2. Congress Wants to Give FDA More Power to Make Personal Care Products Safe
Congress has proposed a law that would give the FDA authority to test whether chemicals added to personal care products are being used at safe levels. If the chemicals are found to exceed “safe” levels, the FDA could force a recall.
As it stands, the FDA simply does not have the resources to routinely test such products or even to take regulatory action except under extreme circumstances. According to the FDA:3
“FDA takes regulatory action based upon agency priorities, consistent with public health concerns and available resources.”
The bill, dubbed the Personal Care Products Safety Act, could change that. As reported by ABC News:4
“Senators Dianne Feinstein, D-California, and Susan Collins, R-Maine, introduced an amendment to the federal Food, Drug, and Cosmetic Act that would give the Food and Drug Administration more power and oversight to regulate the chemicals men and women slather on their bodies every day.”
The bill includes a system requiring product manufacturers to register their products and ingredients, and would require the FDA to review five chemicals in personal care products each year in order to evaluate their safety. The first set of chemicals recommended for testing include:
- Diazolidinyl urea
- Lead acetate
- Methylene glycol/formaldehyde
- Propyl paraben
In Europe, more than 1,300 chemicals are banned from use in lotions, soaps, toothpaste, cosmetics, and other personal care products. Contrast that to in the US, where just 11 are banned.5
Adding insult to injury, the FDA tasks the companies that manufacture and market cosmetics and other personal care products with ensuring their safety.
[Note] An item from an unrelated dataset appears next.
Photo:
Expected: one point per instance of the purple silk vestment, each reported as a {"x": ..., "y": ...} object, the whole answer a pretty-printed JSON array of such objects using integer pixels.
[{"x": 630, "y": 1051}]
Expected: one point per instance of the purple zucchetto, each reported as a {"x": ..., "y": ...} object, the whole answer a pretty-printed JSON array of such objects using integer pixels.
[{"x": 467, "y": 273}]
Not only does this pose an obvious conflict of interest, but according to the FDA, “neither the law nor FDA regulations currently require specific tests to demonstrate the safety of individual products or ingredients.”6
The new bill, which is expected to pass, would change that and, little by little, some of the worst offenders could begin to be taken out of your personal care products. California Sen. Dianne Feinstein told CBS News:7
“It’s because of the addition of some chemicals – chemicals for staying power, chemicals for shine … Our laws should provide for adequate testing of chemicals before they go into widely used products.”